En Europe le géant Google détient 95 % de parts de marché encore davantage qu’aux États-Unis (80 %). Du coup, le pari de Qwant moteur de recherche franco-allemand paraît particulièrement ambitieux. Toutefois ce moteur a réussi à conquérir 2 % de parts de marché. À l’inverse du géant Google le moteur de recherche français ne vend  pas les données personnelles des internautes et préserve ainsi leur vie privée.  De plus il garantit une neutralité dans l’affichage des résultats qui englobent le web, les réseaux sociaux et l’actualité Tout l’Internet européen a beau être occupé par Google, un irréductible moteur de recherche créé par des Français résiste encore et toujours à l’envahisseur. Sur un marché européen détenu en quasi-totalité par Google, Qwant cherche à conquérir 10% des internautes, en les sensibilisant au respect de leur vie privée. «Nous n’utilisons pas de cookie, pas d’historique de navigation et nos infrastructures de data-centres sont indépendantes et basées en France», se félicite son PDG, Éric Léandri. Pour soutenir le développement de la start-up franco-allemande, la Banque européenne d’investissement lui avait déjà accordé un prêt de 25 millions d’euros en 2015. Qwant, qui utilise la méthode du paiement au clic pour tirer un revenu de ses activités,  À sa création, Google avait pourtant une façon traditionnelle de générer du chiffre d’affaires au moyen d’annonces qui, quand on cliquait dessus, entraînaient une redevance.
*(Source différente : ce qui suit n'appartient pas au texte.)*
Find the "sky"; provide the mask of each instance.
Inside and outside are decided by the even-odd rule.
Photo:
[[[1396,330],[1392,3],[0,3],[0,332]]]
Le virage du traçage a été pris en 2009. La raison? Décupler la rentabilité et augmenter ainsi sa valorisation boursière. De son côté, Qwant estime une bonne rentabilité possible avec une «filialisation» à l’ancienne. Son succès en apporte la preuve. «Nous sommes un moteur de recherche mais aussi de découverte, qui permet à un internaute d’éviter de se retrouver prisonnier de la bulle dans laquelle les algorithmes de Google l’ont placé», explique Eric Léandri. Et du coup certains éditeurs peuvent voir leur audience écroulée du jour au lendemain en fonction du classement Google qui se fonde essentiellement sur des prévisions business.